Dade Moeller (February 27, 1927 – September 26, 2011) was an internationally known expert in radiation safety and environmental protection.

==Life==
Dade William Moeller, Ph.D., CHP, P.E. was born in 1927 in Grant, Florida, a fishing community located on the intracoastal waterway near the Atlantic Ocean. His father was Robert A. Moeller and his mother was Victoria Moeller and he had 4 brothers, Charles E. Moeller, Robert L. Moeller, John A. Moeller, and Ken L. Moeller. In 1949 he married Betty Jean Radford 'Jeanie' of Decatur, Georgia. Moeller died at home from complications due to malignant lymphoma on September 26, 2011.

===Military service and education===
He passed the V-12 Navy College Training Program, and joined the U.S. Navy in 1944. Moeller attended Georgia Tech and graduated magna cum laude with a Bachelor of Science degree in civil engineering in 1947 and a Master of Science degree in environmental engineering in 1948. After graduating, Dade became a commissioned officer in the U.S. Public Health Service, with assignments that included Oak Ridge National Laboratory, Los Alamos National Laboratory, and the Headquarters office in Washington, D.C.

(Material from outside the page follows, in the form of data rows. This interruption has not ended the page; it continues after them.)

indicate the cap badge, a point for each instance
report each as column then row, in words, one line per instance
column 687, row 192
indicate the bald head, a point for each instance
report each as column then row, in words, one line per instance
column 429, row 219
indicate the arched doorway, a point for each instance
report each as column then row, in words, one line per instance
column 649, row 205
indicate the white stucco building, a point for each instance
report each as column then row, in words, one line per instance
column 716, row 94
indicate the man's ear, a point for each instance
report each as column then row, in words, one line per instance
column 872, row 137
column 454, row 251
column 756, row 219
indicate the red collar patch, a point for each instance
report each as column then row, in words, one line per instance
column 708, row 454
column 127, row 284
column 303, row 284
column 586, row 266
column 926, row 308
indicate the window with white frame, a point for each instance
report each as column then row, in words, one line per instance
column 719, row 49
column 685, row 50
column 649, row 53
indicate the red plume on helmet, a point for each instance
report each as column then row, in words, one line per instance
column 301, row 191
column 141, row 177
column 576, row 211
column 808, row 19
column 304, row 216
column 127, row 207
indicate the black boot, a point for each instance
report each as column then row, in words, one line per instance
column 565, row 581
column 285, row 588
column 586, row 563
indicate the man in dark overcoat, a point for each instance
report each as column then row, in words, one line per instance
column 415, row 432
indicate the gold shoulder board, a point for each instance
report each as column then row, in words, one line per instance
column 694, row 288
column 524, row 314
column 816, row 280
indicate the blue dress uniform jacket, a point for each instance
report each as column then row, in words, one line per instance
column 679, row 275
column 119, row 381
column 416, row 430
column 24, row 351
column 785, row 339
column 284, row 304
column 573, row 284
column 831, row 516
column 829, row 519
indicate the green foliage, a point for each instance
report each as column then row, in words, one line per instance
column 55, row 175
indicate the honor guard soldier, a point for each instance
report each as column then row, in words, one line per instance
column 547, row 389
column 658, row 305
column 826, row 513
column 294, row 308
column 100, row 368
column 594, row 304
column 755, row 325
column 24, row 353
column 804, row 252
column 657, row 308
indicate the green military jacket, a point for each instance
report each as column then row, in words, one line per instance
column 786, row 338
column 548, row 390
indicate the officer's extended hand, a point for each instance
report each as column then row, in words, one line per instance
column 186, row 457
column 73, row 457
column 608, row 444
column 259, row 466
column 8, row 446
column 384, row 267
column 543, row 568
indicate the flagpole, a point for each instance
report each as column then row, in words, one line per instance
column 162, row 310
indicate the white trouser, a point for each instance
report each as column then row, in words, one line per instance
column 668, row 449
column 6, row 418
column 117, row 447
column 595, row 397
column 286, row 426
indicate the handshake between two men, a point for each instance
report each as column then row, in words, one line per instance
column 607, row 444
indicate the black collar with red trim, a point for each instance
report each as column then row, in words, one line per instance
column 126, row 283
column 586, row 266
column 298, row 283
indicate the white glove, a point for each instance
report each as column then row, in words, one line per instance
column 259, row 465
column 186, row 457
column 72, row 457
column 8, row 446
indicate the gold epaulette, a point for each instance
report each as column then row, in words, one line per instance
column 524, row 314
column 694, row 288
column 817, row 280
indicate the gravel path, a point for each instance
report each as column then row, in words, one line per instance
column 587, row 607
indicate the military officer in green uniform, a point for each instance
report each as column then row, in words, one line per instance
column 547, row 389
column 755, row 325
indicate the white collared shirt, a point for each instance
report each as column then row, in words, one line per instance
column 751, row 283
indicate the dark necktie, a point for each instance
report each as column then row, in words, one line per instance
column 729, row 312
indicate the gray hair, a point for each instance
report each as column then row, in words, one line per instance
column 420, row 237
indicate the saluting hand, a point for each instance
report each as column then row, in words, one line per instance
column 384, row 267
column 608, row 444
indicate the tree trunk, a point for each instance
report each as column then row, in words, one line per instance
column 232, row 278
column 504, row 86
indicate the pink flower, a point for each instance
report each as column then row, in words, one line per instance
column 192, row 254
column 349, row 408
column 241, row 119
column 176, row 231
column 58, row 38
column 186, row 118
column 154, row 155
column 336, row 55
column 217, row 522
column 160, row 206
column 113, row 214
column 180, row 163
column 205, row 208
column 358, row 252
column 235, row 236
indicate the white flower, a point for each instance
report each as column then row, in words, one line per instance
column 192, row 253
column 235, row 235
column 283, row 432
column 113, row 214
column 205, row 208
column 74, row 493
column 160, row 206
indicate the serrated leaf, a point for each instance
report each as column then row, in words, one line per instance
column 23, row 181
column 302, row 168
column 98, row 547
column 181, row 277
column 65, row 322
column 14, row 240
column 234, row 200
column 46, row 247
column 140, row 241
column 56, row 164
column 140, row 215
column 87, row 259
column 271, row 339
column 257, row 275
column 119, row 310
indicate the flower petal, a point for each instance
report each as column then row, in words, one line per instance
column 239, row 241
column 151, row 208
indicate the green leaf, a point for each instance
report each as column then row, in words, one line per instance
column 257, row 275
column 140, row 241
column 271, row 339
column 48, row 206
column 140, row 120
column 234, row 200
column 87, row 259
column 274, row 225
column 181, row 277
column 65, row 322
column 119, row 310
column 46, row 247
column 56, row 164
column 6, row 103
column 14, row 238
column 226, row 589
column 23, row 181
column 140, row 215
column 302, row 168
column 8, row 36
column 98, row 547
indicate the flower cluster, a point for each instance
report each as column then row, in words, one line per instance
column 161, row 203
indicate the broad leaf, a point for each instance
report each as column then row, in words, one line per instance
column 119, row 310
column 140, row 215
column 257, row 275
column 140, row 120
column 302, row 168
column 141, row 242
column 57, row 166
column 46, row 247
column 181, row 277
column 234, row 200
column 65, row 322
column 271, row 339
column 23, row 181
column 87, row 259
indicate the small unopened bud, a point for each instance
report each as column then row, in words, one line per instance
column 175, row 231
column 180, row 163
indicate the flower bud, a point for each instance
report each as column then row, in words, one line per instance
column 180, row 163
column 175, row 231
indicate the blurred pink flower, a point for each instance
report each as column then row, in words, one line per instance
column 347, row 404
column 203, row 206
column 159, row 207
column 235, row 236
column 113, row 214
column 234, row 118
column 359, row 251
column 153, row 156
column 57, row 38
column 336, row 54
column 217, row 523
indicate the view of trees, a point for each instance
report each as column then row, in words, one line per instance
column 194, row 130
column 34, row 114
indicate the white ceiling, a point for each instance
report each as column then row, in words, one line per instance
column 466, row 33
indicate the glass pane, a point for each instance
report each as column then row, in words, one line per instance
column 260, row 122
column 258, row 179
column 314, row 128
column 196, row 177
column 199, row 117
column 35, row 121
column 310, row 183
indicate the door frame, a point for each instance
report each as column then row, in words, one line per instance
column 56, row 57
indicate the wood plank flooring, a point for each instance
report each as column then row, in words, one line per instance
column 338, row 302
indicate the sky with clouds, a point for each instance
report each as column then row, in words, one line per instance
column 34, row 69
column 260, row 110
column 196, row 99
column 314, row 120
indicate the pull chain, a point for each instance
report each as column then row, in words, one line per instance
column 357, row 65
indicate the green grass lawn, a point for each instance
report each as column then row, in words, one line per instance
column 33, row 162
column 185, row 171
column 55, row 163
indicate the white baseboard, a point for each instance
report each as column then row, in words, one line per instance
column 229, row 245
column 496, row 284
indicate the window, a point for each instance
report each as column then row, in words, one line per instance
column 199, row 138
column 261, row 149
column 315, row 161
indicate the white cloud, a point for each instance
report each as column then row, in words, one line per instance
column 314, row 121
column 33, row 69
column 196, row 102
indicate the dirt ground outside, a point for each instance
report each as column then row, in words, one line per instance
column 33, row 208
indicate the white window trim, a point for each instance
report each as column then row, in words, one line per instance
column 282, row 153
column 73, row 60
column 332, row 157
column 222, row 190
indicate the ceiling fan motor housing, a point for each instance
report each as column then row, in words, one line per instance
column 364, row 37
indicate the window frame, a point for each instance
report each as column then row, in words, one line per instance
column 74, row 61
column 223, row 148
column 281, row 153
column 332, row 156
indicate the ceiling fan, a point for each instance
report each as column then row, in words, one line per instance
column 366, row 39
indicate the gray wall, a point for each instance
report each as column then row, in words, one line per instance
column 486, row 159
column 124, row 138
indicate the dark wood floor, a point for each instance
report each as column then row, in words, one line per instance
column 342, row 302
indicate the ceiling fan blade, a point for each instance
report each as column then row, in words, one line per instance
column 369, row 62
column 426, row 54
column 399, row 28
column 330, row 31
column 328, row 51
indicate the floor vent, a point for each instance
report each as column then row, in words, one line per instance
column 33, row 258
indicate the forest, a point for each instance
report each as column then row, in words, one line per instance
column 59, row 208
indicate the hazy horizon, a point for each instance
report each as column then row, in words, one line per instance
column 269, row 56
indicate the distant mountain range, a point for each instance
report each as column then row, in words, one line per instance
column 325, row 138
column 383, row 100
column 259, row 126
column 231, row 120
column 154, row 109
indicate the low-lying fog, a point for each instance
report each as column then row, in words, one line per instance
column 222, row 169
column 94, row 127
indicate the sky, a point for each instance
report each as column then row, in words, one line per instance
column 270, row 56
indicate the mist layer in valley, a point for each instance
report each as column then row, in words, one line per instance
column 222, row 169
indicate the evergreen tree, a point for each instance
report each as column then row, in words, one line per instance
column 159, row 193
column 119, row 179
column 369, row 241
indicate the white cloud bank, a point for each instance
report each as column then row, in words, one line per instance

In 1957 with sponsorship from the U.S. Public Health Service, Moeller earned the Doctor of Philosophy degree in nuclear engineering from North Carolina State University. He taught radiation protection courses at the U.S. Public Health Service's Radiological Health Training Center in Cincinnati, Ohio.
In 1959, Moeller joined the Health Physics Society and became a certified health physicist and a certified environmental engineer.
In 1961, he became the officer in charge at the Northeastern Radiological Health Laboratory in Winchester, Massachusetts, and studied radioactive fallout from atomic weapons testing and monitored children's thyroids for the uptake of radioactive iodine.
In 1966 Moeller retired from the U.S. Public Health Service.

===Harvard School of Public Health===
Moeller held tenure for 26 years and served as:
- Professor of Engineering in Environmental Health
- Associate Director of the Kresge Center for Environmental Health
- Associate Director of the Harvard-National Institute of Environmental Health Sciences Center for Environmental Health
- Chairman of the Department of Environmental Health Sciences
- Associate Dean for Continuing Education
- Taught in the Center for Continuing Professional Education

===Memberships===
- American Association for the Advancement of Science
- American Industrial Hygiene Association
- American Nuclear Society
- American Public Health Association
- Health Physics Society

===Awards and honors===
- Health Physics Society, Fellow, 1968
- National Academy of Engineering, Fellow, 1978
- American Public Health Association, Fellow, 1988
- American Nuclear Society, Fellow, 1988
- U.S. Nuclear Regulatory Commission, Meritorious Achievement Award, 1988
- National Council on Radiological Protection and Measurements, Distinguished Emeritus Member, 1997
- Georgia Institute of Technology, Engineering Hall of Fame, 1999
- NC State University, Distinguished Engineering Alumni Award, 2001
- Health Physics Society, Robley D. Evans Commemorative Medal, 2003
- William McAdams Outstanding Service Award, American Academy of Health Physics, 2005
- Professor Emeritus Award of Merit, Harvard University School of Public Health, 2006

===Patents===
- Method and apparatus for reduction of radon decay product exposure.
- Radon decay product removal unit as adapted for use with a lamp.

==Select publications==

===Thesis===
- Radionuclides in Reactor Cooling Water-Identification, Source and Control. (1957).